# How I Plot ERPs in R

## March 30, 2019

## Introduction

Plotting ERPs is one of the essential skills in EEG neuroscience. There
are many possible ways of going about this task, some better than
others. Myself, I use either MATLAB or R to plot ERPs. In my experience,
MATLAB is by far the preferred method since most of the EEG analysis
takes place in MATLAB already, but I believe that there’s some merit to
using R. One of my main arguments is aesthetics.

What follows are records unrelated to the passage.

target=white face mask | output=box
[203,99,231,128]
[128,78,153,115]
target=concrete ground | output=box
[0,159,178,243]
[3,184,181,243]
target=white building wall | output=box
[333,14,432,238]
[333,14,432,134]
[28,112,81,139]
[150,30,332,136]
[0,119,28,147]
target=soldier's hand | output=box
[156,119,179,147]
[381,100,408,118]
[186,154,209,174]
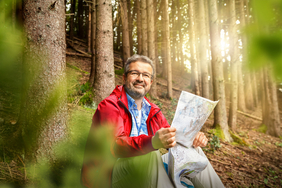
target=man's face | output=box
[123,61,153,99]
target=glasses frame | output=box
[126,70,153,79]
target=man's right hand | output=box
[152,127,176,149]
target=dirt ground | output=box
[67,50,282,187]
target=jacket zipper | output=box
[149,109,161,136]
[118,98,132,136]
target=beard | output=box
[124,80,148,99]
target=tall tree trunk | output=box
[228,0,239,131]
[85,5,91,52]
[209,0,232,141]
[127,0,133,56]
[238,1,246,111]
[163,0,173,98]
[135,0,142,54]
[141,0,148,56]
[77,0,83,39]
[70,0,76,41]
[176,1,185,74]
[94,0,115,103]
[154,0,161,74]
[89,0,96,87]
[198,0,209,98]
[120,0,130,62]
[20,0,67,161]
[264,69,281,137]
[188,0,200,95]
[171,1,176,69]
[147,0,157,98]
[161,25,167,79]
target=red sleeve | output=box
[93,100,155,157]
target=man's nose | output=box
[136,74,144,82]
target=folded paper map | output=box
[169,91,218,187]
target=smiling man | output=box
[82,55,223,188]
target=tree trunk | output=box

Using for instance the
`{ggplot2}`

package for the ERP adds a more unified look if you’re using
ggplot for the rest of the visualizations of the statistics as well.
Another argument could be that it’s easier to add statistical
information to the ERP. When I read EEG articles, I find that the ERP
plots are sometimes difficult to read, and that they don’t supply any
information about the statistical error in the grand averaged ERP. Of
course, I have my own code for plotting grand averaged ERP in MATLAB
showing the confidence interval for each ERP too, but I find it easier
and prettier in R. However, MATLAB is the gold standard within EEG
research and getting the data from MATLAB to R requires some trickery. I
could not possibly claim that the code I use is the best way to do this.
I’m 100% sure there are probably better, quicker, and more elegant ways
available of going about this, but I could not find such code on the
internet. That’s why I thought I’d share my method of going about it,
but again please keep in mind that there are probably better ways of
going about this. At this point I also feel the obligation to point out
that a package called erp.easy exists that was purpose built for working
with ERPs and ERP statistics in R. However, I couldn’t get it to work
with my data, so that’s where the necessity for me came from to build my
own code. I’ll share my code underneath and I’ll annotate the code where
necessary.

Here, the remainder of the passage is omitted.